4. By providing rainfall vegetation is able to survive and possibly flourish perpetuating forest cover. The forested areas have a more moderate climate through the provision of transpirational cooling and shade. Light penetrating through to the forest floor may be as little as 1% compared to cleared adjacent areas. In areas where more cleared land is exposed conversion of radiant energy to sensible heat increases. Forested areas are significantly cooler than sparsely vegetated or bare earth.
5. Trees harvest water by intercepting fog and humid air. Atmospheric humidity condenses on leaves and branches. Biomimicry of this process happens with the use of fog nets.
6. Tree canopies slow the progression of rain to the soil surface and soften the impact. Additionally, through the provision of organic matter and the export of carbon through roots to the mycorrhizal network create soil carbon, enhancing soil structure for the infiltration and storage of water.
7. Soils with enhanced infiltration and storage rates mitigate flood impacts. This is further enhanced by forest cover protecting soil from erosion. Water infiltrated into the soil can help to replenish aquifers.

== Connection with hydrological cycle and climate moderation ==
Of the estimated six trillion trees on the planet, roughly three trillion remain.
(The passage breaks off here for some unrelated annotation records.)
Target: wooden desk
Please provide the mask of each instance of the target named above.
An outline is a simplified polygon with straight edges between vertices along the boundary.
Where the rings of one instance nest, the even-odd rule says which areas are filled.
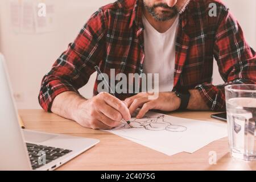
[[[98,139],[100,143],[58,170],[256,170],[256,162],[229,155],[228,138],[214,142],[193,154],[168,156],[108,132],[83,128],[76,122],[42,110],[19,110],[27,129]],[[218,122],[212,112],[172,113],[186,118]],[[202,137],[204,137],[202,136]],[[217,152],[216,165],[209,164],[209,152]]]

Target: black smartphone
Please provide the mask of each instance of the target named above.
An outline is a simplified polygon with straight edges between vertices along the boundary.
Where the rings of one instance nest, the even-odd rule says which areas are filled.
[[[211,118],[221,120],[226,122],[226,113],[222,113],[218,114],[212,114],[210,115]]]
Along with other terrestrial and marine vegetation, they photosynthesize sugars providing a foundational ingredient of life and growth. This process also produces oxygen and removes carbon dioxide from the air.  Trees also provide food and timber, and foster biodiversity. Additionally, forested lands provide ample water for human and animal life, especially in the aptly-named rainforest.

By contrast, drylands comprise approximately 41% of the Earth's land area and are home to two billion people. These are fragile ecosystems. Adverse weather patterns and pressure from human activity can quickly deplete water resources.
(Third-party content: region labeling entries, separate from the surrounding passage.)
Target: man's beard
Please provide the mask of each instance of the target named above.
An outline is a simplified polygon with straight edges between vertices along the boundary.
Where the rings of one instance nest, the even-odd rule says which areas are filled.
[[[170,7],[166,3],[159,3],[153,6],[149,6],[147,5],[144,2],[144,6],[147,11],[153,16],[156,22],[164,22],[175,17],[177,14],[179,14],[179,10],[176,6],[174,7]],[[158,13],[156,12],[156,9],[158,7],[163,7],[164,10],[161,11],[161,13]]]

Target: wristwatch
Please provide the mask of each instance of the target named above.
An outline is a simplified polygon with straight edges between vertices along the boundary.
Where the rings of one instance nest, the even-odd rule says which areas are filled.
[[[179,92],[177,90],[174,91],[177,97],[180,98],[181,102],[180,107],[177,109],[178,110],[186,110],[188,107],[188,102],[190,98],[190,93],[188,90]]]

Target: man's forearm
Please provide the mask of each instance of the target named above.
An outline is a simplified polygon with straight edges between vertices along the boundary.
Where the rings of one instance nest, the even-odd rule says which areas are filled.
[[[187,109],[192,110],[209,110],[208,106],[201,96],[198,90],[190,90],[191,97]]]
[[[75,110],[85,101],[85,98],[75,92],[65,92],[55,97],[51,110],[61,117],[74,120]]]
Revegetation projects are yielding evidence of how regenerating vegetation restores rainfall. Rajendra Singh, the Waterman of India, led a movement that restored several rivers in Rhajastan increasing vegetation cover from 2% to 48%, cooling the region by 2^{o} Celsius, and increasing rainfall.^{,} Africa's Great Green Wall project was 15% complete in 2022. Modelling suggests that the completed wall may decrease average temperatures in the Sahel by as much as 1.5^{o} Celsius, but may raise temperatures in the hottest areas. Rainfall would increase, even doubling in some areas.  China also has a 4,500 km Great Green Wall project planted to stop the advancing Gobi Desert.

The phrase bio-rain corridor describes a connected area of forest that maintains the flow of atmospheric moisture and precipitation. Continued deforestation poses the risk of disrupting flows of atmospheric moisture. In 2022 there were processes being developed to model the biotic pump mechanism to determine the impact of deforestation and the impacts of discontinuity of forest on atmospheric moisture flows.

There is great need to further understand these dynamics “Forest-driven water and energy cycles are poorly integrated into regional, national, continental and global decision-making on climate change adaptation, mitigation, land use and water management. This constrains humanity’s ability to protect our planet’s climate and life-sustaining functions.”